Finding forgiveness is one of those critical factors in personal well being. It is oft spoken about, and encouraged, in spiritual and religious traditions around the world. We don’t forgive to benefit the perpetrator or those who caused us injury. We forgive so we are not burdened with the anger, resentment, blame and hatred that can come from holding a grudge.
Forgiveness is not easy. If it were, everybody would do it. But, neither is it impossible. One of the obstacles to finding forgiveness is improper understanding of exactly what it is, what it entails, what it encompasses, and the value it has for personal and social health, both psychological and physical. The dictionary definition of forgiveness is ‘the intentional and voluntary process by which a victim undergoes a change in feelings and attitude regarding an offense, lets go of negative emotions such as vengefulness, forswears recompense from or punishment of the offender, however legally or morally justified it might be, and with an increased ability to wish the offender well. Forgiveness is different from condoning, excusing, forgetting, pardoning, and reconciliation.’ (Wikipedia). And, ‘to cease to feel resentment against (an offender)’ (Miriam-Webster). But, how does one do it?
Forgiveness is a process. It is a healing journey. It is not something one does and then done; it is a day by day recognition, rememberance, that life owes us nothing, and yet, despite our frustrations, disappointments, hurts and injuries, despite our grief and sorrows, there is a lot to appreciate, that the positives of our lives may very well outweigh the negatives.
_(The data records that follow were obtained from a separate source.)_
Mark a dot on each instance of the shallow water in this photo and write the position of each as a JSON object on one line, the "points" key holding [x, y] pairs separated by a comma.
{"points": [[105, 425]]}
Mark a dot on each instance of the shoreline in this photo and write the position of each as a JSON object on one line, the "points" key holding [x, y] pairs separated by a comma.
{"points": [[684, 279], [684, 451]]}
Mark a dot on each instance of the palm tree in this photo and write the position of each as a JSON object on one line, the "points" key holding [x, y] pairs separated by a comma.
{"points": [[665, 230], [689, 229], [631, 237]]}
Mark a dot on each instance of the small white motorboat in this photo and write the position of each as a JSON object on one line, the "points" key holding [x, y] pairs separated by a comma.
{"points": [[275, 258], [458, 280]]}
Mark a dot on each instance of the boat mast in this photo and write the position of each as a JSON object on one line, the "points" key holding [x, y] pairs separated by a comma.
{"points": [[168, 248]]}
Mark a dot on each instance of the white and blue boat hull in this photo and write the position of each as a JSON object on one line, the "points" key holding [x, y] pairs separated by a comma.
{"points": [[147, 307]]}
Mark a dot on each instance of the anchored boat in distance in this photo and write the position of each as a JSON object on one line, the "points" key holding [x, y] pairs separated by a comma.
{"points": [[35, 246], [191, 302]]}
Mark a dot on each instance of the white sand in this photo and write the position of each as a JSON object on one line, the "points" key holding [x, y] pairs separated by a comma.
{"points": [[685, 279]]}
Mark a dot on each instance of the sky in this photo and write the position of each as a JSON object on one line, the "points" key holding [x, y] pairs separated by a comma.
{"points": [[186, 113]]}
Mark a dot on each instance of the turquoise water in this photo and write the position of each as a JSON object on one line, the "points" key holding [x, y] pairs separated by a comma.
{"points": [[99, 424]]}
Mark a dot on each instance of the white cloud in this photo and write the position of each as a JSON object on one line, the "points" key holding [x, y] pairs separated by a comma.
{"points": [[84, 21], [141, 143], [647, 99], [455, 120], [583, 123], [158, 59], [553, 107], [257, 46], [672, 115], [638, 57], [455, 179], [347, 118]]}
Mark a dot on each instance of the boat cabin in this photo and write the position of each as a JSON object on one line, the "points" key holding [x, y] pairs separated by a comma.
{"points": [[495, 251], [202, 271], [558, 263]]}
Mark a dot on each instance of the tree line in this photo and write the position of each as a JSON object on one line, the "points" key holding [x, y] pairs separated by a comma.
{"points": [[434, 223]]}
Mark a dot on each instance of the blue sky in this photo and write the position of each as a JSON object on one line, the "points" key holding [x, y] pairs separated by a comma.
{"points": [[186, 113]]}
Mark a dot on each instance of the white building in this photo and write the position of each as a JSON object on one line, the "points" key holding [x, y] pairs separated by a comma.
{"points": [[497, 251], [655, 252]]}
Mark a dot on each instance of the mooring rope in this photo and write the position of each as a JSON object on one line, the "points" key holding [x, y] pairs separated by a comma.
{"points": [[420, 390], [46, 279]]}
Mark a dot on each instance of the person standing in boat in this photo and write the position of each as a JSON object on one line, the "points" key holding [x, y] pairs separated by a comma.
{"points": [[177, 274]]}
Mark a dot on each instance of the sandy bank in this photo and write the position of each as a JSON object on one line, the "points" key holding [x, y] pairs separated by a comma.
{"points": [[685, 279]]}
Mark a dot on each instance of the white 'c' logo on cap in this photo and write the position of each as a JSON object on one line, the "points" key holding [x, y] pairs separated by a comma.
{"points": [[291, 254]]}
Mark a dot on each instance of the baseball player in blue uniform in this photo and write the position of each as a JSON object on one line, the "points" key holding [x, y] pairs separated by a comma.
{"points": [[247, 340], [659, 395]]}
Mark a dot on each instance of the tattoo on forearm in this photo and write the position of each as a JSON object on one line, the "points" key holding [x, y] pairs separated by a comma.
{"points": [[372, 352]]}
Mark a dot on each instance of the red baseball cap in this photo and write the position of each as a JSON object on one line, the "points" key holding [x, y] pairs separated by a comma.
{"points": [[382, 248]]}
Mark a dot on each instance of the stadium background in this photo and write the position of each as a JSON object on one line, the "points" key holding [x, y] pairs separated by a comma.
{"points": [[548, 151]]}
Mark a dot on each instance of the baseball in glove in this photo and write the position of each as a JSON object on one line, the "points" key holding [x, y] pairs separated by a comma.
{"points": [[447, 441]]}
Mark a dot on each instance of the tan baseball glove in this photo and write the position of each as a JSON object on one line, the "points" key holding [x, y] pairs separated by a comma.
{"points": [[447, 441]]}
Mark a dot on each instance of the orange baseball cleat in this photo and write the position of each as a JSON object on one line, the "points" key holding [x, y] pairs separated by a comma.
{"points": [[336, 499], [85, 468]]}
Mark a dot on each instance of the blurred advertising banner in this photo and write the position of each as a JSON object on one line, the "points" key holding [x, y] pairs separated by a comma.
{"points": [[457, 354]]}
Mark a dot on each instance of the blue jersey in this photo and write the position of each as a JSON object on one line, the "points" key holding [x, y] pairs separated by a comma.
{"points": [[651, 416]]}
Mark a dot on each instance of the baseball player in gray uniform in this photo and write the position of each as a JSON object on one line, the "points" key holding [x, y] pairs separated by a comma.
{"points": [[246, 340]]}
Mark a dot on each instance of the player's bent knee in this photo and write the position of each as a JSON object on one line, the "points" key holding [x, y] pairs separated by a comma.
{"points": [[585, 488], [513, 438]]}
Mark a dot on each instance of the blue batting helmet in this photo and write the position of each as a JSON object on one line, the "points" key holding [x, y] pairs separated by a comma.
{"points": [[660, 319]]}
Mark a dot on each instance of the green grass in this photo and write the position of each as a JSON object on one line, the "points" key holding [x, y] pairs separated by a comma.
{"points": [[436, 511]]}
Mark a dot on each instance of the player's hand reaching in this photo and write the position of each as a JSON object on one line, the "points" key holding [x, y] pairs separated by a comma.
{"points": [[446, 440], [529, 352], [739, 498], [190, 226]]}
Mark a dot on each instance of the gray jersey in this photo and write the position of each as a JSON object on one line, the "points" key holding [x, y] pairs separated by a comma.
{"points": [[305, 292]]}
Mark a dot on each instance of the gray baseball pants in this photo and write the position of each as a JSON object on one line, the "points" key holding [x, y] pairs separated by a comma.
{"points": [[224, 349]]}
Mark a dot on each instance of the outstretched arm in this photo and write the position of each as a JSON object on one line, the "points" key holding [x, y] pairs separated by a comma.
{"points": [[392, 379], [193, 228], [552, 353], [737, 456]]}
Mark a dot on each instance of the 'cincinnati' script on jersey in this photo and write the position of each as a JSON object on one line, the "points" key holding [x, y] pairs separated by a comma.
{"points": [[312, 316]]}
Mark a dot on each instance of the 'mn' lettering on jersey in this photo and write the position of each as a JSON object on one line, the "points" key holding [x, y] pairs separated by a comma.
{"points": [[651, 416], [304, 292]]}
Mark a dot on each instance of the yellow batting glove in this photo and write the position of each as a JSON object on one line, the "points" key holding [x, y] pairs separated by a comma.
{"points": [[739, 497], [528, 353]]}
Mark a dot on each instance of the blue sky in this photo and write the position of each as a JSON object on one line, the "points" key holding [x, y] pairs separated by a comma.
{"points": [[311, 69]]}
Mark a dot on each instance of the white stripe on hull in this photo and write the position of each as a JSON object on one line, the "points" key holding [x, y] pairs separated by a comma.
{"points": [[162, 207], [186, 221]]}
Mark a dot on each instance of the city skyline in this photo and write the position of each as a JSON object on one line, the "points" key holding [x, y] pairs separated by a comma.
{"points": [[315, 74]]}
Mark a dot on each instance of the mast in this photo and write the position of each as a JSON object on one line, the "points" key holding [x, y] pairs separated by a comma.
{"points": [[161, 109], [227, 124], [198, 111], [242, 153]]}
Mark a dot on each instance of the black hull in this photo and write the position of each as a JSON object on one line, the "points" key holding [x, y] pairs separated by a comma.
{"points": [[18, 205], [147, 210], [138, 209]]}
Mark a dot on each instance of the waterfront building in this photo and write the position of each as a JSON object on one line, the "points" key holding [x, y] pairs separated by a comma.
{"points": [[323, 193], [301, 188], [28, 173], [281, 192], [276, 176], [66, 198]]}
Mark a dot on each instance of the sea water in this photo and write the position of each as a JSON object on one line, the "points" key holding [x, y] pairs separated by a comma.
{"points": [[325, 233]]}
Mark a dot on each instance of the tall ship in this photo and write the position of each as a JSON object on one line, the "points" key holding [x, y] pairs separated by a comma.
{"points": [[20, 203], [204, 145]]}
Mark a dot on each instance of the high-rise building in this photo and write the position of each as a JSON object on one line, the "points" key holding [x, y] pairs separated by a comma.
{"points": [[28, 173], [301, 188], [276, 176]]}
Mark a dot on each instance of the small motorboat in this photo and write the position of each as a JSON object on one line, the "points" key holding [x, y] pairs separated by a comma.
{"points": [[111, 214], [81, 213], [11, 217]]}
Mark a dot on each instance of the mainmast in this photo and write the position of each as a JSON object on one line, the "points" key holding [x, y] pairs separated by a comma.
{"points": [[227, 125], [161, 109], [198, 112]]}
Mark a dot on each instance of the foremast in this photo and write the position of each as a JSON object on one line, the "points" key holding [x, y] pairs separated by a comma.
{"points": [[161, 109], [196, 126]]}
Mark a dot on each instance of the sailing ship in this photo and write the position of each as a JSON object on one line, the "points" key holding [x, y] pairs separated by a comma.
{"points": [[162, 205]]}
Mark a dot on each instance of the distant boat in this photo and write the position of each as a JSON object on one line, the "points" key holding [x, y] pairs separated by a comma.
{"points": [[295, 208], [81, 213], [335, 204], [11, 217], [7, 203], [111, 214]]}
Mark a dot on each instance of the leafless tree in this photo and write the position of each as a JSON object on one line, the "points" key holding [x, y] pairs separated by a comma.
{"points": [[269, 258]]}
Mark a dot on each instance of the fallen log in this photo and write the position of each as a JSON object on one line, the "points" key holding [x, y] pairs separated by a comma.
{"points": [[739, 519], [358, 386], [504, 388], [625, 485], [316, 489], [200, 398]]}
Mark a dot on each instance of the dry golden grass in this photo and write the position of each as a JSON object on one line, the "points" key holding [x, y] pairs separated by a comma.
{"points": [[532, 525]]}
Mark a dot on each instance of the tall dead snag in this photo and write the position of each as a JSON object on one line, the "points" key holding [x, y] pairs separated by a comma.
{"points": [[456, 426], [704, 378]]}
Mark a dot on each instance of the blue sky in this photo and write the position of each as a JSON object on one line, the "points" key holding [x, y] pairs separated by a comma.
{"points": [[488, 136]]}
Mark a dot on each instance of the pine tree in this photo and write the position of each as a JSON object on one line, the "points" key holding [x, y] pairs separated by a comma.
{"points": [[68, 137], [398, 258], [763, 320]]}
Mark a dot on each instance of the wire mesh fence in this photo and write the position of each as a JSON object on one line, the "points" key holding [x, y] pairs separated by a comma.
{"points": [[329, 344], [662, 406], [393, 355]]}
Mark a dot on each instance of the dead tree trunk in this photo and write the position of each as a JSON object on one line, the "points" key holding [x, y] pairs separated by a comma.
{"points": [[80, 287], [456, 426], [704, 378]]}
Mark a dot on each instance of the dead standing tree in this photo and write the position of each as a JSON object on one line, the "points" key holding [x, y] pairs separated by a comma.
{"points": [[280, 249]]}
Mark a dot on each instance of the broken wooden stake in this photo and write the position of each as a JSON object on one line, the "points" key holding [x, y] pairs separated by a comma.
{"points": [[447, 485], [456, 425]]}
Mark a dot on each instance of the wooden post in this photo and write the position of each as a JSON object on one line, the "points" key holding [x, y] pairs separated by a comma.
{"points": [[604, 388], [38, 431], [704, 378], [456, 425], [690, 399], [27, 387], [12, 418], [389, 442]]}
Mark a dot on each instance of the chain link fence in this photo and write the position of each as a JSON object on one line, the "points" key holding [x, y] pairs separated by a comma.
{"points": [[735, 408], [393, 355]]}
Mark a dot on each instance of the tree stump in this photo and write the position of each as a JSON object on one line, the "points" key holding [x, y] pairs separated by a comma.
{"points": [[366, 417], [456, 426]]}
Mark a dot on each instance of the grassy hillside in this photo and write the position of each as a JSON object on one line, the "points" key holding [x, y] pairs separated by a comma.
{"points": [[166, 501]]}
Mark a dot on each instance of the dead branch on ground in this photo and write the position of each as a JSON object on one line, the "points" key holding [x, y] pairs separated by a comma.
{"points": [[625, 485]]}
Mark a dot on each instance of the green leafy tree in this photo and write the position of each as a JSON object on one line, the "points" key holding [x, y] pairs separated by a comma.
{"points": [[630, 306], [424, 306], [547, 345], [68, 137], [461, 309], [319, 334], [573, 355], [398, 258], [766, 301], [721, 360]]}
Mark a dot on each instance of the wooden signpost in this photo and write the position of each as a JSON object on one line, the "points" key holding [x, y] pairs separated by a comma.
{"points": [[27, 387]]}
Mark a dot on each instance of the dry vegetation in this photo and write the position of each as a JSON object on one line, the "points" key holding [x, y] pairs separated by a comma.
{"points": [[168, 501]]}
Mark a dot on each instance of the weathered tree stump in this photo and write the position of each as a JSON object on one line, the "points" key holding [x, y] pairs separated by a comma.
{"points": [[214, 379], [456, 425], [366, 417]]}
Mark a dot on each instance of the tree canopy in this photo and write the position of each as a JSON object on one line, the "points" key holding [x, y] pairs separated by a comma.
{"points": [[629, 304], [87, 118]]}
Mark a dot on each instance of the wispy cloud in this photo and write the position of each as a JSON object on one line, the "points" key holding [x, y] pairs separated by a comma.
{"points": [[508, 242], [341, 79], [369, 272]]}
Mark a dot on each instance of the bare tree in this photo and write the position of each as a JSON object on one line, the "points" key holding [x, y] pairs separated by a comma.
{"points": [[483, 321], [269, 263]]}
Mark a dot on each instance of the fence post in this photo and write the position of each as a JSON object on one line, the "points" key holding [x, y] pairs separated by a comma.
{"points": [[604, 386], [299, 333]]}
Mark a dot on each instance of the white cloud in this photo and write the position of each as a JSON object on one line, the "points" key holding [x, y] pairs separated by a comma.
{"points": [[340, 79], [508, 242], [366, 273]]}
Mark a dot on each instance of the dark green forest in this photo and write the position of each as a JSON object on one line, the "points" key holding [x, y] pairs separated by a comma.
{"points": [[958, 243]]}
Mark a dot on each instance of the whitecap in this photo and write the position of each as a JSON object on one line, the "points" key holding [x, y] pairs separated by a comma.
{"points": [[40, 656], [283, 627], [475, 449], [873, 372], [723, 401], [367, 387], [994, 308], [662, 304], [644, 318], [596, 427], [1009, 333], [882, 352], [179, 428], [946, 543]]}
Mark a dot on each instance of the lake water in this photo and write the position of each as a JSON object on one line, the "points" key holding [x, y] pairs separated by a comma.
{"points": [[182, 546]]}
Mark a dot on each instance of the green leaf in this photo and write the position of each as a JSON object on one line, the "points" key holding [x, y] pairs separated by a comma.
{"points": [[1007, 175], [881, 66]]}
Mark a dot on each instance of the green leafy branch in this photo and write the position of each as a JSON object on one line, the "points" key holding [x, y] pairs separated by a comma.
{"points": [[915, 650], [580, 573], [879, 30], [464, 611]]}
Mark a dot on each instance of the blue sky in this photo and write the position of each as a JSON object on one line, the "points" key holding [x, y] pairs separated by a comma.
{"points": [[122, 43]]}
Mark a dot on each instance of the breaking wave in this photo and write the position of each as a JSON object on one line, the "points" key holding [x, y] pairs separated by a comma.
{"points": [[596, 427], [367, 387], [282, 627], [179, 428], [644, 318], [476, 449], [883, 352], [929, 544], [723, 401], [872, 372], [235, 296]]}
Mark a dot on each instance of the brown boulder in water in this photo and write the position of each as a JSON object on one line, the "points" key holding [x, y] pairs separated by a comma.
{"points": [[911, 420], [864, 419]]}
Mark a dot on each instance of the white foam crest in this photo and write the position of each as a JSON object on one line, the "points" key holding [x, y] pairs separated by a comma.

In this video segment you will get a better understanding of authentic forgiveness presented by Dr. Fred Luskin, Director of the Stanford Forgiveness Projects, and author of the book Forgive For Good. Dr. Luskin suggests that forgiveness is coming to be at peace within ourselves when life says no to what we want. Forgiveness is coming to know that our grievance against life is irrational and that nowhere is it writ anywhere that life must say yes to us all the time. Frustration and disappointment, loss and failure, is as much a part of life as is accomplishment and achievement, gain and success. Forgiveness accepts the nature of life.